このページでは、住宅ローンに関する各種ニュースや情報をご紹介します。
2018年5月3日

世の中、ゴールデンウィークの真っただ中ということもあって、住宅ローンに関するニュースも少な目ですね。

というわけで久しぶりに、他の方が書かれた記事について批評したいと思います。うまく釣られてしまった感もありますが気になったのはこちらの「住宅ローンは30歳までに組まないと身を滅ぼす理由」 という記事です。

結論から言えばもちろん、住宅ローンは30歳を超えてから組んでも大丈夫ですし、むしろ「30歳までに組んだ方が身を滅ぼしそう」ですが、予断を持たず筆者の方の論拠をチェックしていきたいと思います。

まず賃貸と持ち家のコストについてこのように指摘されています。

「自宅は賃貸でいいという選択肢はない。住宅ローンの場合は30歳で借りれば、再雇用定年となる65歳までの35年で完済できるのに対し、賃貸の場合は同じ年齢から借りても90歳まで生きるとすれば60年間賃料を払い続けなければいけないのだから、言うまでもない。賃貸と持ち家の支払い総額は60年で以下のようになる。

・賃貸/180万円×60年=1億800万円
・持家/180万円×35年+36万円×25年=7200万円

…差額は3600万円(50%相当)」

まず何度もご案内しているように賃貸と持ち家で大きなコストの違いはありません。とすると上記指摘の何が間違っているのでしょうか?

大きく言えば2つですね。1つ目は、「家の耐用年数は60年ない」ということです。木造であれば30年、鉄筋であっても40年もすれば建て替えが必要になってきます。もちろんすでに土地は購入済みですので同額かからないとしても、仮に新築時の半分くらいのコストがかかるとすれば見事に「差額」と指摘されている3,600万円がきっかり吹き飛ぶことになります。

また戸建てであってもマンションであっても、10年に一度、あるいは15年に一度は大規模な修繕が必要となってきます。そして多くのマンションで「修繕積立金では修繕費用が賄えない」状態になっているのは有名な話です。要するにそうしたメンテナンスコストも含めれば、建て替えを考慮しなくてもその差額はどんどん縮小していきます。

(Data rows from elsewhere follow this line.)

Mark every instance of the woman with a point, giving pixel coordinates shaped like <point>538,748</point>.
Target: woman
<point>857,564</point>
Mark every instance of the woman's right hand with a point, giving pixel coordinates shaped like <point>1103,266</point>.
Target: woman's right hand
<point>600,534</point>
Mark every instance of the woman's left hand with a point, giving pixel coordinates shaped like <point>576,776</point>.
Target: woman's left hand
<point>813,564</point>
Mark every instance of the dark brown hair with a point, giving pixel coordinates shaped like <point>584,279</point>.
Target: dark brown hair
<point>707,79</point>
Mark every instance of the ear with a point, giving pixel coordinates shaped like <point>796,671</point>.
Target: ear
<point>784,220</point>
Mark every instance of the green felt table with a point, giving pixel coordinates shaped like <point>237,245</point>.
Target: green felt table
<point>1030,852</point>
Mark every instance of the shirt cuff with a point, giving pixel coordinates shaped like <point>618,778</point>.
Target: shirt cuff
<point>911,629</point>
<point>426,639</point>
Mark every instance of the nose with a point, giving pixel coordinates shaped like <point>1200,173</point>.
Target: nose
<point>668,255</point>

間違いの2つ目は、住めば住むほど賃料は下がっていくということです。新築の家賃と築30年の家賃が同じはずがありません。耐用年数という観点からはあり得ませんが、築60年の物件の家賃がほぼ0円とすると、単純計算で年1.7%程度家賃は下がっていくことになります。

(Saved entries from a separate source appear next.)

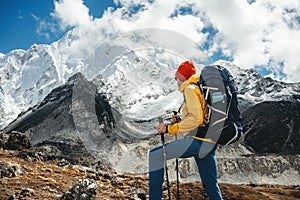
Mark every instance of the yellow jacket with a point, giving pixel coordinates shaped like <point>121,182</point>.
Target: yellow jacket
<point>194,108</point>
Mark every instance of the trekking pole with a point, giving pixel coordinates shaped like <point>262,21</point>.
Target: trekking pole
<point>160,119</point>
<point>177,169</point>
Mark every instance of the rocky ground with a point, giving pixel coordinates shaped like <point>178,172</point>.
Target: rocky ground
<point>28,172</point>
<point>24,179</point>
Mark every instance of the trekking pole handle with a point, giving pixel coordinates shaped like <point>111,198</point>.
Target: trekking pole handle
<point>161,120</point>
<point>178,119</point>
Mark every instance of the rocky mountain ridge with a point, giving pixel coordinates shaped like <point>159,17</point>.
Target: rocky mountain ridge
<point>79,122</point>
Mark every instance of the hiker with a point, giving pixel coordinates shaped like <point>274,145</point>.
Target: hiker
<point>193,121</point>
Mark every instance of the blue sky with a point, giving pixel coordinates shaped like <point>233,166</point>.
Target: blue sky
<point>251,34</point>
<point>19,21</point>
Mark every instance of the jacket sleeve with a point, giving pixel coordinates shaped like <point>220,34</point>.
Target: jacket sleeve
<point>194,114</point>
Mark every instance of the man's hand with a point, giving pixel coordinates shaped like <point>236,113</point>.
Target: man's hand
<point>175,118</point>
<point>161,128</point>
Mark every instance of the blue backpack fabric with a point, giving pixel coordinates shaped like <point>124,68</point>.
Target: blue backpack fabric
<point>224,118</point>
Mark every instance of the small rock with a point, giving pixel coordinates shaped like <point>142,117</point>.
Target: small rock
<point>82,190</point>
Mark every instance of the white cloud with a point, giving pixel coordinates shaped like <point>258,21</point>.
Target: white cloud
<point>263,33</point>
<point>71,13</point>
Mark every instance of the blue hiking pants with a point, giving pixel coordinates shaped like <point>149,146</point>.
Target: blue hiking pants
<point>204,154</point>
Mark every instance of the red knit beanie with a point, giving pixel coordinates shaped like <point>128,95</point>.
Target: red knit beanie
<point>185,70</point>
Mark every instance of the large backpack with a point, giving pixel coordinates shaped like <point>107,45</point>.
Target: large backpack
<point>224,120</point>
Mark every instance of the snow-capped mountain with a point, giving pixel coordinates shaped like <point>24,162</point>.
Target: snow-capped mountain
<point>137,72</point>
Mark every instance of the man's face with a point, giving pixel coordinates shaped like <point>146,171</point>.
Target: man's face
<point>179,82</point>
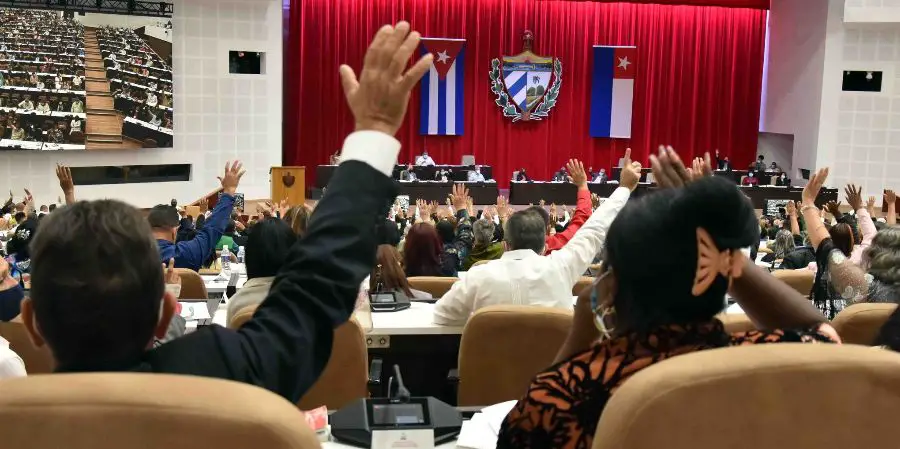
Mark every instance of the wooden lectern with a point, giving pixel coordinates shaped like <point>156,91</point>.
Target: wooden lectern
<point>289,183</point>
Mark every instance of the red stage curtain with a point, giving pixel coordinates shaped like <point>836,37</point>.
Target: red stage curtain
<point>698,87</point>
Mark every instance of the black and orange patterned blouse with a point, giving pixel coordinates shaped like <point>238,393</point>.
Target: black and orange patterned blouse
<point>564,403</point>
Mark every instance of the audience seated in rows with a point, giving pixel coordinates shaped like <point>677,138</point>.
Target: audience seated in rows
<point>98,303</point>
<point>192,254</point>
<point>522,275</point>
<point>388,275</point>
<point>105,304</point>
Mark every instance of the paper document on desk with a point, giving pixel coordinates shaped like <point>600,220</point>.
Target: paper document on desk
<point>482,430</point>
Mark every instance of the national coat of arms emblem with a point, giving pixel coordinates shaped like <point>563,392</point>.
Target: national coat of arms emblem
<point>526,85</point>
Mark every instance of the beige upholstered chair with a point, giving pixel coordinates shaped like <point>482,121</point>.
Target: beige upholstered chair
<point>435,285</point>
<point>504,346</point>
<point>192,285</point>
<point>37,360</point>
<point>97,411</point>
<point>800,280</point>
<point>788,395</point>
<point>346,376</point>
<point>860,323</point>
<point>583,283</point>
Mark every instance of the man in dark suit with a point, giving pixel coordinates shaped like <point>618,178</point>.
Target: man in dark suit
<point>98,302</point>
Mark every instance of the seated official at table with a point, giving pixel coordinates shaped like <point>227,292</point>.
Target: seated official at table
<point>75,126</point>
<point>408,174</point>
<point>560,176</point>
<point>782,180</point>
<point>191,254</point>
<point>750,179</point>
<point>17,133</point>
<point>268,244</point>
<point>476,175</point>
<point>651,309</point>
<point>26,104</point>
<point>388,275</point>
<point>424,159</point>
<point>522,275</point>
<point>484,246</point>
<point>121,302</point>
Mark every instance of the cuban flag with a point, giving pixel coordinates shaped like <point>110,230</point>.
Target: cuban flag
<point>442,88</point>
<point>612,93</point>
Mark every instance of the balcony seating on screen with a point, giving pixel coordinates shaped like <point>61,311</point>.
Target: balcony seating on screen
<point>88,411</point>
<point>503,347</point>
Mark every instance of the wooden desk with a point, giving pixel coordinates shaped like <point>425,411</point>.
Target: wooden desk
<point>289,183</point>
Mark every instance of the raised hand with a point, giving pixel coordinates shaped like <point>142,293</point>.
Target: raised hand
<point>669,170</point>
<point>595,201</point>
<point>459,197</point>
<point>790,208</point>
<point>64,175</point>
<point>577,175</point>
<point>811,191</point>
<point>233,173</point>
<point>631,172</point>
<point>702,166</point>
<point>378,99</point>
<point>854,196</point>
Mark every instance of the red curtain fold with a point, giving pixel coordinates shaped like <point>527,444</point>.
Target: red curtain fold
<point>758,4</point>
<point>698,86</point>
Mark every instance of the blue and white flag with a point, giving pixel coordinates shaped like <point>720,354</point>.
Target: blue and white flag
<point>612,93</point>
<point>442,88</point>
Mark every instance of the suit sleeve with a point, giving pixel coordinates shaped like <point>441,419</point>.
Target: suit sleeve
<point>192,253</point>
<point>582,213</point>
<point>574,258</point>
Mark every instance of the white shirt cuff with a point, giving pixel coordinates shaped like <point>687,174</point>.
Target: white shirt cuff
<point>377,149</point>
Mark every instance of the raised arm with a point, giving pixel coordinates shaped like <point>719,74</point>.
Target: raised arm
<point>288,342</point>
<point>891,198</point>
<point>815,229</point>
<point>582,209</point>
<point>791,209</point>
<point>64,175</point>
<point>771,303</point>
<point>863,218</point>
<point>576,256</point>
<point>192,253</point>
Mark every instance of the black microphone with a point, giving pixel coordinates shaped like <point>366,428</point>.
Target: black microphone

仮にそのような低下カーブを描くとすれば60年間の家賃は1億800万円のちょうど半分の5,400万円となり、むしろ「賃貸の方がコストが安い」ということになります。

いずれにしても繰り返しになりますが賃貸と持ち家とで生涯コストに大きな差はありませんので、経済合理性で論じるのは間違っています。

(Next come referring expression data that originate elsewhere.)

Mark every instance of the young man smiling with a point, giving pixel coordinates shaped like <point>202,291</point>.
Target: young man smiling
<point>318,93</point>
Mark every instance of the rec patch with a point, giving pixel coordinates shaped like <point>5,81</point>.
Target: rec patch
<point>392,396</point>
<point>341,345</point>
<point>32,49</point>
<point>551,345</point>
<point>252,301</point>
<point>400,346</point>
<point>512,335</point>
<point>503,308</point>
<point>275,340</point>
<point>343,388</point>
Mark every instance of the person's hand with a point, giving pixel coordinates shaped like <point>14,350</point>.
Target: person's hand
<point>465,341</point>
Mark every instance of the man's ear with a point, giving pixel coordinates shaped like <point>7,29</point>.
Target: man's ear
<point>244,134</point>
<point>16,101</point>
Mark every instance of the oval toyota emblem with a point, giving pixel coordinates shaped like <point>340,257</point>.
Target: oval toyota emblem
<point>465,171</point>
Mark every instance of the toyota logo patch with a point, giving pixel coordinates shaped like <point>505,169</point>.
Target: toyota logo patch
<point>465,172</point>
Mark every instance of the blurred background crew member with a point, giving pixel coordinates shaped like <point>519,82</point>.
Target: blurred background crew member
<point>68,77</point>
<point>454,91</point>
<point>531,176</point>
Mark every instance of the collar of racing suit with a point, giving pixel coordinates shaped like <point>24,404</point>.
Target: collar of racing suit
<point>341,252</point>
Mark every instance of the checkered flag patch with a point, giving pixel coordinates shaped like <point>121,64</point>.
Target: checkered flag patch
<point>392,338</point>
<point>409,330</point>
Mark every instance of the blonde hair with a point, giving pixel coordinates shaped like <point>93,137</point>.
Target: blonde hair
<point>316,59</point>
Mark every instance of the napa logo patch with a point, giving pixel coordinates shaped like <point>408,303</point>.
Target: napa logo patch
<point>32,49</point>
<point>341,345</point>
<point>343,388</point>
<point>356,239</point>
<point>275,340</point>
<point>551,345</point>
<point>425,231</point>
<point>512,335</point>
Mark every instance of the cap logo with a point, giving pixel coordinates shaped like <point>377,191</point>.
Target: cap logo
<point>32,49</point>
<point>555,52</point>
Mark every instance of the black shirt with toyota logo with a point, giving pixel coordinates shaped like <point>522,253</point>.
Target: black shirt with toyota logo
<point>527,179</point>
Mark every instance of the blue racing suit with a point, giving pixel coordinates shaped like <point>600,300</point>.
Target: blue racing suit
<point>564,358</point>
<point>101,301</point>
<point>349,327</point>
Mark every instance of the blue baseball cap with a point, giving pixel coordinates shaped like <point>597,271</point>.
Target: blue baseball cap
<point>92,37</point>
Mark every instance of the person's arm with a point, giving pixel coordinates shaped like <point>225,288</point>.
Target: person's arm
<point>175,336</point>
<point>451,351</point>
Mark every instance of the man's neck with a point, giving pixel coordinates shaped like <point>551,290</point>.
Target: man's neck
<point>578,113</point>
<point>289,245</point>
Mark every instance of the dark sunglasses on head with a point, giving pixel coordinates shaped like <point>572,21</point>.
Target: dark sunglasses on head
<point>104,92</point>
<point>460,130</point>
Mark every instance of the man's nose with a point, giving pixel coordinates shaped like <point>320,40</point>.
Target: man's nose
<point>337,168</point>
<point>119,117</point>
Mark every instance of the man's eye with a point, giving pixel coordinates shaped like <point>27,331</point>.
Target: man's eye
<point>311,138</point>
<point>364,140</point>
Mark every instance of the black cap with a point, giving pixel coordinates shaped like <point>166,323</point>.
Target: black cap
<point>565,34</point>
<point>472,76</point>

次に住宅ローンの完済時期から以下のように指摘されています。

「現在、ほとんどの企業の定年は60歳になっている。ただし再雇用制度があり、会社側には社員が希望すれば65歳まで雇用義務が発生する。つまり現在の制度上は、実質定年は65歳になっている。そう考えると、住宅ローンの返済は定年、もしくは実質定年までに完済させなければならない。60歳定年から35年前は25歳、65歳の実質定年から35年前は30歳になる。これが、30歳までに住宅ローンを組むべき最大の理由となる。」

確かに住宅ローンの借入期間を35年とすると、65歳までに完済するにはその35年前の「30歳までには借りないといけない」と思えてきます。

しかし実態としては、みなさん住宅ローンを大体18年くらいで完済されているのですね!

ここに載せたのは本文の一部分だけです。